If you hit an opponent in just the right place, the stage takes care of their
corpse for you! See that giant fan spinning around in the Syrian Desert Refinery?
When they have very little energy left, make the finishing blow towards the fan on
one of its sides and they'll go flying into it! Carnage ensues! The most
difficult finisher to pull off is the Cinekill, which can only be done when you drain the
opponent of a certain amount of energy and dizzy them via a power combo. Definitely
not easy, but it is possible. If done correctly, the evil Dark Eternal Champion
takes them away to his Cimmerian Complex and in a glorious Full Motion Video sequence, he
obliterates their life force in an appropriate manner! These finishing moves are the
reason that this game has an M rating, and this game's violence makes Mortal Kombat look
like a kid-safe Disney title in comparison!
As with all fighters, EC: CFTDS is a real blast when two humans go head-to-head
and bust out their best moves in an impressive struggle where one has no advantage over
the other. However, in a one-player game, one of EC's few flaws (and this
is a big one, sadly) shines through, and it is an inherent problem with all fighters;
cheapass artificial intelligence. First off, the Inner Strength gauge does not apply
to the computer, so they can bust out all the special moves anytime they want to, even if
the gauge is depleted. If the opposing character has an anti-air attack, you can
count on it to be abused every single friggin' time you jump (one of the reasons why I
hate fighting a CPU-controlled Xavier). However, all characters have patterns and
methods to their attack that a veteran fighting game fan can detect and eventually
overcome. It's not the easiest learning curve, but it can be done. On Neophyte
(Easy) difficulty, it's not too bad, but you'll have to get serious on Warrior (Normal)

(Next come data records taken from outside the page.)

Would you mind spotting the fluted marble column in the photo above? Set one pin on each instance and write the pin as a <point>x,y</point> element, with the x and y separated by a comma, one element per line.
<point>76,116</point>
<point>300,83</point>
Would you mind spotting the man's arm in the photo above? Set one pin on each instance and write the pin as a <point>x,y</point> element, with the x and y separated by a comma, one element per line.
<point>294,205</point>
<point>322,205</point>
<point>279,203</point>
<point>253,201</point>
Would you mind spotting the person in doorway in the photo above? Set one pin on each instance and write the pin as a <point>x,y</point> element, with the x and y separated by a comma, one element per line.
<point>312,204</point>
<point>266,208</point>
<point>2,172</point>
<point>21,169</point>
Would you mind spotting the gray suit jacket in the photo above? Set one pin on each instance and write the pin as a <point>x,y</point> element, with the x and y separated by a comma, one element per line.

difficulty. I have yet to beat the game on Champion (Hard) difficulty, and with good
reason. It seems like the enemy blocks every attack you fling at them, and the
slightest slip-up in your offense gets you a brutal ass kicking that often results in your
character becoming dizzy. You get four continues on Neophyte, two on Warrior, and
although they seem endless on Champion, each loss you suffer sends you back two opponents
on the roster. That means if you beat Blade and Larcen, but lose to Trident, you're
back at square one with Blade again. Ack.
The cheapness of the game shines through most prominently when fighting with the Eternal
Champion himself. The bastard has (get this) NINE FREAKING FORMS to fight through,
and if you lose on one of them, you have to start all the way back at the very first form.
What's worse is that if you lose twice, you can't continue! You have to start
all the way back at the very beginning if you want to win, but you're probably too pissed
off by then to do that! The absolute final boss, the Dark Eternal Champion, has
eight forms to pass, and overall, he's a tougher cookie than the EC. Once again, if
you lose to Dark, your continues are denied. No SNK boss matches up to this
cheapness, save for Igniz from King of Fighters 2001, but I digress.
Despite the insane difficulty, Eternal Champions: Challenge From the Dark Side is
a real blast to play, and I frown at the fact that it went practically unnoticed in the
fighting game community. While certainly no Street Fighter II, EC is loaded
full of challenge and fun, and it even boasts an impressive roster of twenty-four
characters! Yes, there are many hidden players besides the default thirteen.
See if you can try to find them all! Keep in mind that this was 1995, before hidden
playable characters in fighters were all the rage. With 256 colors, great music, and
all those characters, how can you refuse to give EC a try? This game was my
main reason for owning a Sega CD, and I still play it to this day. How many other
games can say that they have a Senator as one of their playable characters with Washington
D.C. as his stage? None, that's how many.